In India martedì 1° gennaio alle 3:30 del mattino due donne di 42 e 44 anni sono riuscite a varcare la soglia di uno dei più sacri templi induisti, quello di Sabarimala. Nel Kerala. Le prime donne a compiere questo passo dopo che la sentenza della Corte Suprema a settembre aveva cancellato il divieto d’ingresso alle donne tra i 10 e i 50 anni, perché considerate impure. Nell’aprile scorso la stessa Corte aveva scritto: «Le mestruazioni sono forse uno strumento per misurare la purezza delle donne? Come si misura, allora, la purezza degli uomini?». Quindi, applicando la Carta Costituzionale del 1950 che garantisce parità e uguaglianza di genere nella democrazia indiana, il supremo tribunale ha sancito l’incostituzionalità del bando che per centinaia d’anni ha impedito alle donne l’accesso al tempio.
Mercoledì 16 gennaio nello stadio di Gedda si giocherà la finalissima di supercoppa tra Juve e Milan. Al di là della questione relativa alle motivazioni che hanno portato a giocare questa partita in Arabia Saudita, ragioni di chiara politica economica – ma sappiamo bene che il calcio è uno di quegli sport dove la parola sport è l’ultima ad essere coniugata, dopo quella di interessi, soldi, sponsor, violenze, ultras, ecc. –, oggi ne parliamo perché proprio questa partita ci rimette davanti la questione femminile con cui la cultura araba ha tuttora molti conti aperti. Le donne saudite appena da qualche mese possono accedere allo stadio e assistere alle partite di calcio. Sempre comunque con tanto di velo e in settori riservati alle famiglie. Ovviamente il tutto motivato da un profondo senso di rispetto (!) verso di loro che così sarebbero protette da sguardi indiscreti e inopportuni di uomini che non siano i mariti o i padri o i fratelli o i figli. Non so come la metteremo con le donne italiane che vorranno seguire la squadra del cuore... Vedremo.[2]
Ma torniamo in India. Dopo questa inaudita... profanazione, i sacerdoti – maschi! – si sono affrettati a compiere i necessari riti di purificazione.

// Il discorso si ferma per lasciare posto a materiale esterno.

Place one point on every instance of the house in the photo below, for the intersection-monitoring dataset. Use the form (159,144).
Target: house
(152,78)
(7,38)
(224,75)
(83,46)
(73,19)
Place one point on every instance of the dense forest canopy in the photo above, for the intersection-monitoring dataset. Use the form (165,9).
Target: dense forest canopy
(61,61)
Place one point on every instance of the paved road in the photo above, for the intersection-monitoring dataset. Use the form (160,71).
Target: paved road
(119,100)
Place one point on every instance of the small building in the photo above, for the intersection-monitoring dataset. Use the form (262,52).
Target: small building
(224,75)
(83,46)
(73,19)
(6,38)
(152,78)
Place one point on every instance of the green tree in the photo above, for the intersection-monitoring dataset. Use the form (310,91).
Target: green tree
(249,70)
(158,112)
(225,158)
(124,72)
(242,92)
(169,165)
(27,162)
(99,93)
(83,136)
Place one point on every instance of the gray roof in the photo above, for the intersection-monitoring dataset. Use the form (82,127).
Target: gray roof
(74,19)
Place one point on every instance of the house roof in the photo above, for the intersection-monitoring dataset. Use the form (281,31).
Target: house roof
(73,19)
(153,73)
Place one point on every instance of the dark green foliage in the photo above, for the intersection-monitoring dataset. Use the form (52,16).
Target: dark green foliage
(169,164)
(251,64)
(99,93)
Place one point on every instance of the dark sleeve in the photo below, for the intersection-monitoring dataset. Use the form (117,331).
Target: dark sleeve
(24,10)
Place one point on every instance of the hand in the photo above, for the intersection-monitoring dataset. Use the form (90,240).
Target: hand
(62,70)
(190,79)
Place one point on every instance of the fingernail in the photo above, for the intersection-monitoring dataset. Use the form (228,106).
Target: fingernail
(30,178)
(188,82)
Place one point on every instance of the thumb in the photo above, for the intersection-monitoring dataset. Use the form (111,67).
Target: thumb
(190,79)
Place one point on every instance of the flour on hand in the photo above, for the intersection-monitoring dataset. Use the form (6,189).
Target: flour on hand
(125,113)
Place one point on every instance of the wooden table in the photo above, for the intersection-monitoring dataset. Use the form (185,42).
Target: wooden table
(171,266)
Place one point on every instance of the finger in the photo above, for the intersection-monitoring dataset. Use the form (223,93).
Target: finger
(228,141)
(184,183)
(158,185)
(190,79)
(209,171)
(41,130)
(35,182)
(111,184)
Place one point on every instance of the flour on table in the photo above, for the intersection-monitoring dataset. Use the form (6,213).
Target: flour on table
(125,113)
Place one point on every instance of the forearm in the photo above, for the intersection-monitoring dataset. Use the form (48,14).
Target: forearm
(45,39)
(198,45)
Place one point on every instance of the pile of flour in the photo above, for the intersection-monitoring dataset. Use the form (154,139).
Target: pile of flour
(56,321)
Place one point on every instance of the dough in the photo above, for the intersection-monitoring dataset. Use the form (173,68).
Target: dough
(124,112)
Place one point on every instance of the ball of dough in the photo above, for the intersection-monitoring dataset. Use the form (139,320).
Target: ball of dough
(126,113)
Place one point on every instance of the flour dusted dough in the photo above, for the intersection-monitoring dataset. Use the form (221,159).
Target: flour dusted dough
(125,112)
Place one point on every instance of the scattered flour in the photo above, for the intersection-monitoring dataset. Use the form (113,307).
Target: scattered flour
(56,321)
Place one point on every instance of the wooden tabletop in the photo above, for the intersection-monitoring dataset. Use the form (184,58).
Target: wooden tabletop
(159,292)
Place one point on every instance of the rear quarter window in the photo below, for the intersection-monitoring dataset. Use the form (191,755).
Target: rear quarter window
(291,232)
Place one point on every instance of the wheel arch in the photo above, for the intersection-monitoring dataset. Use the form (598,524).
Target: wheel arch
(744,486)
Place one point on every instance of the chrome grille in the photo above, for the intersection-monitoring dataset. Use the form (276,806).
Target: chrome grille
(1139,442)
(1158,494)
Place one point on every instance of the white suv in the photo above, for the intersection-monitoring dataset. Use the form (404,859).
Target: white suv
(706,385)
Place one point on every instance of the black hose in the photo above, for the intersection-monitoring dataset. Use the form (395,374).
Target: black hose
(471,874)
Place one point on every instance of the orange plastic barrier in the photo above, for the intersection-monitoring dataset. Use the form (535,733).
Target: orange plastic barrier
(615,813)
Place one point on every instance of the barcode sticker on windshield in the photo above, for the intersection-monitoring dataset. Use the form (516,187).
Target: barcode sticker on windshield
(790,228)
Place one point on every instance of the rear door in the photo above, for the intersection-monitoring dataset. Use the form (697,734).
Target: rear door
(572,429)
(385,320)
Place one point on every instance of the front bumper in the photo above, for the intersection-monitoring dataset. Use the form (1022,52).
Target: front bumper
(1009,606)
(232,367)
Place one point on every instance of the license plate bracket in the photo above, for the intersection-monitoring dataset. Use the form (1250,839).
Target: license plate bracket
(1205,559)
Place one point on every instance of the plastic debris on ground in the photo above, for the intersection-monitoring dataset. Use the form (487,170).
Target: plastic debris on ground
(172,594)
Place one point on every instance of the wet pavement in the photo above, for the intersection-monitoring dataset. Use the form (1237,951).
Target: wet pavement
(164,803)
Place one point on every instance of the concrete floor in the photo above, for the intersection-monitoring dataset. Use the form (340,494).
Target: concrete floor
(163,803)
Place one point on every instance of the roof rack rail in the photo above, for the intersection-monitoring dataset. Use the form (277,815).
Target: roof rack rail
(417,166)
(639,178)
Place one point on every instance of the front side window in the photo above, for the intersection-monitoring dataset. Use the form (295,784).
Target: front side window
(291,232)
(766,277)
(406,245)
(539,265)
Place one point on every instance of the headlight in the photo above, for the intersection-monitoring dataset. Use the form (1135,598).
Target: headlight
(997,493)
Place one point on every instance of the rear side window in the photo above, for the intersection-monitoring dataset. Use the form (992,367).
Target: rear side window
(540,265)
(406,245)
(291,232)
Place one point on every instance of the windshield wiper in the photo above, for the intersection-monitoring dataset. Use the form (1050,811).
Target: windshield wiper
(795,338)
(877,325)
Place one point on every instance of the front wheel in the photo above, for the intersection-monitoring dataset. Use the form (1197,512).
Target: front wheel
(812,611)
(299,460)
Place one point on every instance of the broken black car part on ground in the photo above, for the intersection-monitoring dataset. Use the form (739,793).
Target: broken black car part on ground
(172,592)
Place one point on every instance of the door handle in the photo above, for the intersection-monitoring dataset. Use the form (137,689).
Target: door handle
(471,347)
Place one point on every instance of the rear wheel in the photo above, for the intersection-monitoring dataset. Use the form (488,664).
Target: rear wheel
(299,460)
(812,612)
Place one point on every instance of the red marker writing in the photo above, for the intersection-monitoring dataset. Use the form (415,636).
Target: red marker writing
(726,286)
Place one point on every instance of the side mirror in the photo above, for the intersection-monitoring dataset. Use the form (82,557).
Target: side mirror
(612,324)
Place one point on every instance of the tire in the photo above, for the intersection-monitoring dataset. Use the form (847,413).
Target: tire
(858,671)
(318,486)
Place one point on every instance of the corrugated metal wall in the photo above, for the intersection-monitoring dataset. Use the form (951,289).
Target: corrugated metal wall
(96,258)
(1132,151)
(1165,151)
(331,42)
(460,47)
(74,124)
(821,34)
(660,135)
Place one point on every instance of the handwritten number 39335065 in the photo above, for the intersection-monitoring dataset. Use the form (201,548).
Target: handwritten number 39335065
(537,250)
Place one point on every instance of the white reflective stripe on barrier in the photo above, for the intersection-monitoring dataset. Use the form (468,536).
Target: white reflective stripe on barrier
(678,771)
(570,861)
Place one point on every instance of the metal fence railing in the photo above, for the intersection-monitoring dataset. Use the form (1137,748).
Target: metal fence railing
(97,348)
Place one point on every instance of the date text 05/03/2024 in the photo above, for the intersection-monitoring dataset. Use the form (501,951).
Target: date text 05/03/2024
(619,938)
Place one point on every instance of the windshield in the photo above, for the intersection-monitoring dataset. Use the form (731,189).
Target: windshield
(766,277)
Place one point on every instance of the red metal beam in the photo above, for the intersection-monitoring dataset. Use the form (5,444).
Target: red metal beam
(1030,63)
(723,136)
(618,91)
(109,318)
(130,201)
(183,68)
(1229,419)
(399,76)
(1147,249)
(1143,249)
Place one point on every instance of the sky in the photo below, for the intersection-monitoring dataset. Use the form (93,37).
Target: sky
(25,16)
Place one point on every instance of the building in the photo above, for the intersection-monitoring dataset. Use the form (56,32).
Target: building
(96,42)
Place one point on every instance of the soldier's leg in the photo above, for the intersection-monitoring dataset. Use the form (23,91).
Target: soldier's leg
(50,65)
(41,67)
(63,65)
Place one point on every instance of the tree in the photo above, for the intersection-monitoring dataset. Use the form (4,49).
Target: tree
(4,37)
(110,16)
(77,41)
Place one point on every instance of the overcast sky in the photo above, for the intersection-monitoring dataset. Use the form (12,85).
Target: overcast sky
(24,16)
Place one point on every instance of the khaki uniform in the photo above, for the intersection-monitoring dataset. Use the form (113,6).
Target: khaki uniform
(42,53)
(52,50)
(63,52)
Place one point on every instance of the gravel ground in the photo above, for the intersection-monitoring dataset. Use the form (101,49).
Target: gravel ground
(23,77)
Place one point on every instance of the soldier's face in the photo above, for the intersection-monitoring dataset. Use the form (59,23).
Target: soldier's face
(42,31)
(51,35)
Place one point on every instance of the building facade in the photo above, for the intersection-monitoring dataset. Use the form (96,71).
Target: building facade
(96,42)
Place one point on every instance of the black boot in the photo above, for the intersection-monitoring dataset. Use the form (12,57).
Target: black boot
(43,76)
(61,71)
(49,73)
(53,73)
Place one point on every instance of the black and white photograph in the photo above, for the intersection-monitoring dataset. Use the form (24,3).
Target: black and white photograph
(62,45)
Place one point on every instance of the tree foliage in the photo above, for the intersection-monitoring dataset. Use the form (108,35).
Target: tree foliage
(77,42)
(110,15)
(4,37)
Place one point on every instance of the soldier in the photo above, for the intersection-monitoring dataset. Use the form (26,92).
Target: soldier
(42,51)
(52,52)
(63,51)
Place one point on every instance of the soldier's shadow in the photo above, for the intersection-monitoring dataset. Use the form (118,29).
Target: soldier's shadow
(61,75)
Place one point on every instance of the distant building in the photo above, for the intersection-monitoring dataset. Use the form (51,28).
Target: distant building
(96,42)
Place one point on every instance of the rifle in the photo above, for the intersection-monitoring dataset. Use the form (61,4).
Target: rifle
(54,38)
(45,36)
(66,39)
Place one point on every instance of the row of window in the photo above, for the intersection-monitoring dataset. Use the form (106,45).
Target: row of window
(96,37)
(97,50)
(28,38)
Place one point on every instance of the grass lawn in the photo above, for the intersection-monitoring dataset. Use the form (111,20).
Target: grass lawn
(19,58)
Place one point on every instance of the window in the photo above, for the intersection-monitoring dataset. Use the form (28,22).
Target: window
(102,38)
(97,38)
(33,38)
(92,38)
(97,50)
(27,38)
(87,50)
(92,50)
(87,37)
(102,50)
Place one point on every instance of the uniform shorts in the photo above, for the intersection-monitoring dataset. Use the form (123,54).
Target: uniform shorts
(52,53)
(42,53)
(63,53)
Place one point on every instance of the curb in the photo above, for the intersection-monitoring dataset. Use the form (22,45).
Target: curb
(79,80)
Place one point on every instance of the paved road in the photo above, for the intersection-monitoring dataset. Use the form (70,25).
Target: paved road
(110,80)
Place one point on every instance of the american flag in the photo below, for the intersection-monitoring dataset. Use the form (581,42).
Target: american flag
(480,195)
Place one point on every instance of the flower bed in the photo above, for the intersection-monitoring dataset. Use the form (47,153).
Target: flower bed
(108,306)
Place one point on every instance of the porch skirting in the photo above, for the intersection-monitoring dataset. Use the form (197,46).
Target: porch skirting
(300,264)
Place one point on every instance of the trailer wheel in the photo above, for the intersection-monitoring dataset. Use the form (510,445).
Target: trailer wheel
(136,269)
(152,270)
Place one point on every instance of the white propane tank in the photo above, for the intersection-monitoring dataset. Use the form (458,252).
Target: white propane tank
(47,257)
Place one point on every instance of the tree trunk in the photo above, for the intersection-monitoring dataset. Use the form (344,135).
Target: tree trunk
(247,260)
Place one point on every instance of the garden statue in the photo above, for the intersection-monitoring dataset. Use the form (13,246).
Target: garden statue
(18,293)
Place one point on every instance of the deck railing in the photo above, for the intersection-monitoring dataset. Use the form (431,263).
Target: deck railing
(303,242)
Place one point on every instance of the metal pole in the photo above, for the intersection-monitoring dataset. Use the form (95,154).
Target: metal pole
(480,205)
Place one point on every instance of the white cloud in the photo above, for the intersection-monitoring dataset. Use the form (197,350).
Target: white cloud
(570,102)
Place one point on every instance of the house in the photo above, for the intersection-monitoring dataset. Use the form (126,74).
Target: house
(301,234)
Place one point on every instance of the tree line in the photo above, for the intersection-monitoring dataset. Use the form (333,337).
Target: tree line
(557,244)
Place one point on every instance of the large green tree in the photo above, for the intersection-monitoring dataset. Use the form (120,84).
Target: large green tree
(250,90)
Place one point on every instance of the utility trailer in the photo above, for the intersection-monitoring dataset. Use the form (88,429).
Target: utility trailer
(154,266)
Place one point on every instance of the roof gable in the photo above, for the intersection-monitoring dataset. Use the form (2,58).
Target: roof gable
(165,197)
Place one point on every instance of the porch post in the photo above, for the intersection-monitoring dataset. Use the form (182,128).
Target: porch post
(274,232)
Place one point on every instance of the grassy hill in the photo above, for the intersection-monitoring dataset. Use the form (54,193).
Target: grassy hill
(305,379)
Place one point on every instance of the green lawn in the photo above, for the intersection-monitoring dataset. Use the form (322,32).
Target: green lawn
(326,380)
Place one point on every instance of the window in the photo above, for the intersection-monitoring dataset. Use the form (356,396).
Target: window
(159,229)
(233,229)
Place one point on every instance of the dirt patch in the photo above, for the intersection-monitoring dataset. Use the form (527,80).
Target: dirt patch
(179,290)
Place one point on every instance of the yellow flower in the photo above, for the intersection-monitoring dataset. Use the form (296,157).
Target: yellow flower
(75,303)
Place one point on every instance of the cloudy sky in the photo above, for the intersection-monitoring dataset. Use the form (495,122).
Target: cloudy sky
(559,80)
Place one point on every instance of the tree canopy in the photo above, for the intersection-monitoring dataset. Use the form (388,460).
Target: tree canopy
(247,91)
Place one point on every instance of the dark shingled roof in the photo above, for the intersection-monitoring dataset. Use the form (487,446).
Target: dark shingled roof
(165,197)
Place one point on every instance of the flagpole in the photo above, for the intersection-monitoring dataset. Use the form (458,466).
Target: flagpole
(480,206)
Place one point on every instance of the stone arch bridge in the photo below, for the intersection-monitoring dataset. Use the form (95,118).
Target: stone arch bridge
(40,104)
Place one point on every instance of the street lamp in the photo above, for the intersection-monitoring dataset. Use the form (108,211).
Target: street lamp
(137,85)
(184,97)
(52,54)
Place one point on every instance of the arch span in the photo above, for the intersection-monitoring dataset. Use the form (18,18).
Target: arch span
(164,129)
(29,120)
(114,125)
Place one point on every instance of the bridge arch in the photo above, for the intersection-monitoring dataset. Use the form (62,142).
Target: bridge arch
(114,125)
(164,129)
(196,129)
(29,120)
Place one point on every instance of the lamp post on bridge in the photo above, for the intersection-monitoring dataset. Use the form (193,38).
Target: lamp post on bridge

Mi chiedo quale immagine questi uomini, che si dichiarano religiosi, abbiano della Divinità, se ritengono che la donna in età fertile, con la sua sola presenza, profani un tempio che, per definizione, è la casa degli Dèi. Come se la donna, proprio in quel tempo di vita in cui attraverso di lei la vita stessa si riproduce nel mondo, con la potenza di cui è portatrice fosse un oltraggio alla stessa Divinità che questa potenza le ha donato. Non è nuovo questo pensiero. Lo troviamo, con tanto di prescrizioni e rituali dettagliati, anche nella Bibbia.[3] Ma qui possiamo osservare che è roba di trenta secoli fa.
E oggi? Nel XXI secolo, a casa nostra, siamo così immuni da pregiudizi sessisti? Qualche dubbio l’avrei. Basterebbe osservare come perfino nella religione cattolica funzioni e servizi di primo piano sono ancora riservati ai soli uomini. Si pensi anche soltanto al sacerdozio femminile. Tema tuttora tabù per gran parte dei credenti. In particolare per tanti uomini-della-gerarchia.
Abbiamo certo ragione di scandalizzarci di fronte alla proibizione per le donne in età fertile di accedere al tempio per la preghiera. Altrettanta ne abbiamo per le norme che impediscono alla donna di frequentare... i templi dello sport.
Ma non ne abbiamo così tanta, di ragione, se l’ìmpari dignità tra uomini e donne la guardiamo soltanto a casa d’altri. Il rischio di vedere la pagliuzza nell’occhio del vicino e di non accorgerci della trave che continuiamo a tenere nel nostro, a mio parere, è sempre... dietro l’angolo.[4]
[1] Cfr. Genesi 1,27
[2] Questo numero di Voce è chiuso martedì 15.